I have the below pyspark df which can be recreated by the code
df = spark.createDataFrame([(1, "John Doe", "2020-11-30"),(2, "John Doe", "2020-11-27"),(3, "John Doe", "2020-11-29")],
("id", "name", "date"))
+---+--------+----------+
| id| name| date|
+---+--------+----------+
| 1|John Doe|2020-11-30|
| 2|John Doe|2020-11-27|
| 3|John Doe|2020-11-29|
+---+--------+----------+
I am looking to create a udf to calculate difference between 2 rows of dates (using Lag function) excluding weekends as pyspark 2.2.0 does not has an in-built function to do so. eg. the difference between 2020-11-30 & 2020-11-27 should give 1 as they are Monday & Friday respectively.
I have tried to create the below with help from calculate difference between two dates excluding weekends in python :
from pyspark.sql.functions import udf
import numpy as np
workdaUDF = udf(lambda z: workdays(z),IntegerType())
def workdays():
date1 = df.select(F.col('date')).collect()[1][0]
date2 = df.select(F.col('date')).collect()[0][0]
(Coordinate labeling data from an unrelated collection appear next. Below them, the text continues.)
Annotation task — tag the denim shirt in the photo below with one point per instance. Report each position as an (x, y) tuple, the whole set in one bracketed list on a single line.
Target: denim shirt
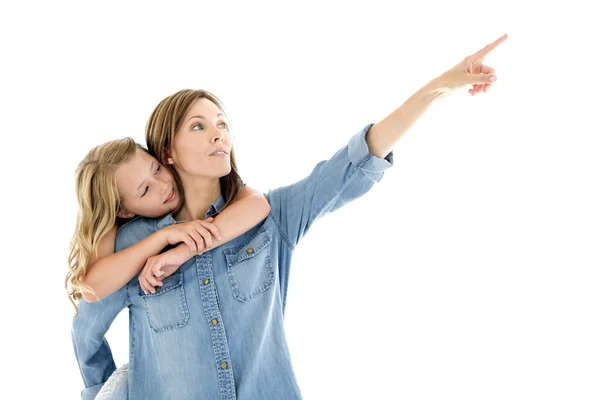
[(215, 330)]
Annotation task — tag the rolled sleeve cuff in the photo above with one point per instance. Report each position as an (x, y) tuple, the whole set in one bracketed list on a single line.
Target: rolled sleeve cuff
[(91, 392), (359, 155)]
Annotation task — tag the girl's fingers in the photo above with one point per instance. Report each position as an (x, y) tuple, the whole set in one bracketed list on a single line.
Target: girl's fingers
[(212, 229)]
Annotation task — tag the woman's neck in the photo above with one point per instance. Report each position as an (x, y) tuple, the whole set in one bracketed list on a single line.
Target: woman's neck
[(199, 195)]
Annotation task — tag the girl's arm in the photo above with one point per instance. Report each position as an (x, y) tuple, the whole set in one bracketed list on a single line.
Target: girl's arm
[(109, 271)]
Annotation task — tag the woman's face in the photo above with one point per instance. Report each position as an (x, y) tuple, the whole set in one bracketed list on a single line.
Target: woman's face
[(202, 145), (146, 187)]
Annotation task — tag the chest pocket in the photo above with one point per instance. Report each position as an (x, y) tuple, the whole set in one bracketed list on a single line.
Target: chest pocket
[(167, 308), (249, 267)]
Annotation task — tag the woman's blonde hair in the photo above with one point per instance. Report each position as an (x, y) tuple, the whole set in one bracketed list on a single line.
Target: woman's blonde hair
[(99, 202), (163, 124)]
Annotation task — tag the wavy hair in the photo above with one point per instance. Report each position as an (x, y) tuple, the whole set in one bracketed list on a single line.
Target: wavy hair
[(163, 124), (99, 202)]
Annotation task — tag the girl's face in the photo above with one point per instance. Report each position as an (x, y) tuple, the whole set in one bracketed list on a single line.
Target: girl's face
[(202, 144), (146, 187)]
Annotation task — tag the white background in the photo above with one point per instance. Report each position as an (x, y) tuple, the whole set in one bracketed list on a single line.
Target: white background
[(469, 272)]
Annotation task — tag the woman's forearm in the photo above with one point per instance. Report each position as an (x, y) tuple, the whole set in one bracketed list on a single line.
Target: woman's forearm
[(382, 136)]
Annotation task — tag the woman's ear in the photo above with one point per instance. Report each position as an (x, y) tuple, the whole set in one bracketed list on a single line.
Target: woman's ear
[(122, 213), (167, 157)]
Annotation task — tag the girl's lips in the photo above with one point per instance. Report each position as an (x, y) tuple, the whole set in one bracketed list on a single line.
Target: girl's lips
[(171, 196)]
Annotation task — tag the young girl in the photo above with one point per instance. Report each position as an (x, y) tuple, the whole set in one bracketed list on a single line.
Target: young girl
[(104, 180), (214, 329)]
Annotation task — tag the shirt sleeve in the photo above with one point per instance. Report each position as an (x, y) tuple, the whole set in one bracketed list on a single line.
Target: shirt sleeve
[(346, 176), (88, 331)]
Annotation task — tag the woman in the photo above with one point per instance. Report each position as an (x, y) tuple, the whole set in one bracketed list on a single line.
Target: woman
[(215, 327), (116, 181)]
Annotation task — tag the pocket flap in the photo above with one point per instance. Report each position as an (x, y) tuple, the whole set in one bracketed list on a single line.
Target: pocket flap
[(170, 282), (260, 240)]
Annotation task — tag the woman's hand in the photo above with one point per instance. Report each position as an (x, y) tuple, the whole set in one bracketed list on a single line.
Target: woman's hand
[(162, 265), (470, 71), (196, 234)]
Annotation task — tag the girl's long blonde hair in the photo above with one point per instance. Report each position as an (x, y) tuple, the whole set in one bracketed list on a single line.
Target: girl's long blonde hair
[(163, 124), (99, 202)]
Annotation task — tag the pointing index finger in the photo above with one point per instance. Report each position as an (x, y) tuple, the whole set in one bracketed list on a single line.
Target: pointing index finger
[(487, 49)]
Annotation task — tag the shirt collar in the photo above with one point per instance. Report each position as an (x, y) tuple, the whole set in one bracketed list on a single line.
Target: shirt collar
[(216, 206)]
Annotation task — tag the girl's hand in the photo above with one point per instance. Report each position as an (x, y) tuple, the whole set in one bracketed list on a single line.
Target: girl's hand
[(162, 265), (470, 71), (196, 234)]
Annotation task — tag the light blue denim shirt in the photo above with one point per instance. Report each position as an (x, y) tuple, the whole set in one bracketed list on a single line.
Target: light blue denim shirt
[(214, 330)]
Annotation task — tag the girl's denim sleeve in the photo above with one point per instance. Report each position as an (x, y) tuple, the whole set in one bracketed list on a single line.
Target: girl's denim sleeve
[(92, 351), (349, 174)]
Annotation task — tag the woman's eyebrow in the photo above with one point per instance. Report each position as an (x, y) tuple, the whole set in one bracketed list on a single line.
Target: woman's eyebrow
[(202, 117)]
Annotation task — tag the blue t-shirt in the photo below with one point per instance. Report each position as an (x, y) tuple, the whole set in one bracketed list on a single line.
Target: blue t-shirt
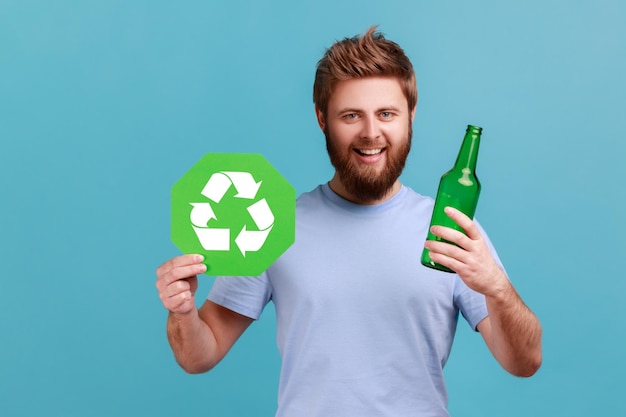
[(363, 328)]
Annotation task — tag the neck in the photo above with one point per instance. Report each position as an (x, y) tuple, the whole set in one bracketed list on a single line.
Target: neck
[(337, 186)]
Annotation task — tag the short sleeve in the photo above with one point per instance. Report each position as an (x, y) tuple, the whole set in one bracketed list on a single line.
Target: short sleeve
[(246, 295)]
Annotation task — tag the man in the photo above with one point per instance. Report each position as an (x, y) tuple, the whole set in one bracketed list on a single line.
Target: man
[(363, 328)]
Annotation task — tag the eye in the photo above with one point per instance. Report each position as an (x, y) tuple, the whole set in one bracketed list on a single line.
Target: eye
[(350, 117)]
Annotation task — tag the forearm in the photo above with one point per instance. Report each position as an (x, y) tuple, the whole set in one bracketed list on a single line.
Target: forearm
[(515, 332), (192, 342)]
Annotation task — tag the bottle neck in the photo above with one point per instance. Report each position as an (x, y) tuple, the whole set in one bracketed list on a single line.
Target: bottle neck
[(468, 154)]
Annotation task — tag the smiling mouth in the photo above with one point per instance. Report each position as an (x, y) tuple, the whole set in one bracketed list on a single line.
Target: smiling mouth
[(369, 152)]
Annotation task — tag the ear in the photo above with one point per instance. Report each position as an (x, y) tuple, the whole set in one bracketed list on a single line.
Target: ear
[(320, 118)]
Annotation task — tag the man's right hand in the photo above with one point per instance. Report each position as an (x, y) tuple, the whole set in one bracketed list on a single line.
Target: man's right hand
[(177, 282)]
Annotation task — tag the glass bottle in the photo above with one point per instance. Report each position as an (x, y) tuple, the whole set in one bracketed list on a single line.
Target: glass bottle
[(458, 188)]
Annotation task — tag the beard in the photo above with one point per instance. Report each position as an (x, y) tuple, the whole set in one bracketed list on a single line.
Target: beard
[(369, 183)]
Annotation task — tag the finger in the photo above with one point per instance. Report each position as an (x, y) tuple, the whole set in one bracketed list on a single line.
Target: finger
[(447, 261), (446, 249), (451, 235), (464, 221), (177, 287), (180, 303), (180, 273), (179, 261)]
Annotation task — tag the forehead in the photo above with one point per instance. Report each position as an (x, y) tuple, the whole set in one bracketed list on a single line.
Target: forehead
[(367, 93)]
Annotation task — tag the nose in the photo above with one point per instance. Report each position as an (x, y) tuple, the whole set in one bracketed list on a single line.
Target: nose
[(370, 128)]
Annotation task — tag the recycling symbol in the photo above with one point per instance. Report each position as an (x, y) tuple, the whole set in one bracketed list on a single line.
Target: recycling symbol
[(260, 212), (236, 210)]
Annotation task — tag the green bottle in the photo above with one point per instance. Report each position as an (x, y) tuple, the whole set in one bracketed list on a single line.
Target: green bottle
[(458, 188)]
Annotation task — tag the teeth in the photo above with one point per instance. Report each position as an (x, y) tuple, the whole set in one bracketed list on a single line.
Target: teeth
[(370, 151)]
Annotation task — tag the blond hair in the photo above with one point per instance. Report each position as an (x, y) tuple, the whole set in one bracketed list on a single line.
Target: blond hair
[(363, 56)]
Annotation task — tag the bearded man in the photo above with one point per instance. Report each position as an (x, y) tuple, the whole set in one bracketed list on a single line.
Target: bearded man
[(363, 328)]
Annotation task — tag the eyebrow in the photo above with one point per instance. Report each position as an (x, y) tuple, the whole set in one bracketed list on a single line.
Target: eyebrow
[(356, 110)]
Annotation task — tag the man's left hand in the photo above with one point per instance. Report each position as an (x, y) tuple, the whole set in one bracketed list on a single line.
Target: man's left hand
[(471, 259)]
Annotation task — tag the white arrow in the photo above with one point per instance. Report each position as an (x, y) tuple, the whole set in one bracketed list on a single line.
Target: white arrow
[(250, 240), (201, 213), (244, 183), (261, 214), (216, 187)]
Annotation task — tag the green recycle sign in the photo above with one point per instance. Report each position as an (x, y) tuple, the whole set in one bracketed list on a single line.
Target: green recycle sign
[(236, 210)]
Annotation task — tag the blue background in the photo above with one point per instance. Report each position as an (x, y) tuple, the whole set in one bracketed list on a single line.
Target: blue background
[(105, 104)]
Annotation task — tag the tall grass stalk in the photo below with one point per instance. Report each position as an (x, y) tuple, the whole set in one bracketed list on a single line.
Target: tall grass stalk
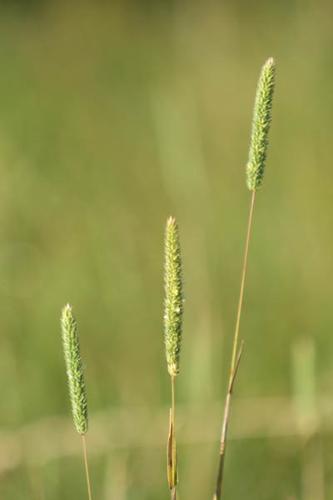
[(254, 177), (76, 383), (173, 324)]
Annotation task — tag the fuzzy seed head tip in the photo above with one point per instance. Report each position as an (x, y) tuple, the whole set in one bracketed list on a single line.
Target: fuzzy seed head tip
[(173, 303), (74, 370), (262, 116)]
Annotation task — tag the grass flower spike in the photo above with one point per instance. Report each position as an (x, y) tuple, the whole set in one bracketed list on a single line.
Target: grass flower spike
[(260, 126), (173, 314), (254, 177), (74, 368), (173, 324)]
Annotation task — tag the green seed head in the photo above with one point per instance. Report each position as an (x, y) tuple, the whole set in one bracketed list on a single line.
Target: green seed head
[(260, 126), (173, 306), (77, 389)]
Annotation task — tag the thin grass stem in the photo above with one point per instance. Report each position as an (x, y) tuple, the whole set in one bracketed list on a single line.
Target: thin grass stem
[(236, 355), (173, 490), (86, 466)]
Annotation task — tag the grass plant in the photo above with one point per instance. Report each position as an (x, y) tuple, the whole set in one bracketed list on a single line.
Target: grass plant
[(254, 177), (76, 382), (173, 324)]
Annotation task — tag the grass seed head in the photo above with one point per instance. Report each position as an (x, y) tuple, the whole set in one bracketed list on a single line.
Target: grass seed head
[(260, 126), (74, 369), (173, 305)]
date_diff = np.busday_count(date1,date2)
return date_diff
df.withColumn("date_dif",workdaysUDF(F.col("date"))).show(truncate=False)
But I get the below error
PicklingError: Could not serialize object: Exception: It appears that you are attempting to reference SparkContext from a broadcast variable, action, or transformation. SparkContext can only be used on the driver, not in code that it run on workers. For more information, see SPARK-5063.
Any help on how I can make this work on each row of my dataframe would be really helpful.
PS : My date1 and date2 variables need to be dynamic depending on the value of the date on which the function is being applied to. Also, due to the dataframe size, I cannot use pandas for which I found multiple solutions.
Thank you in advance.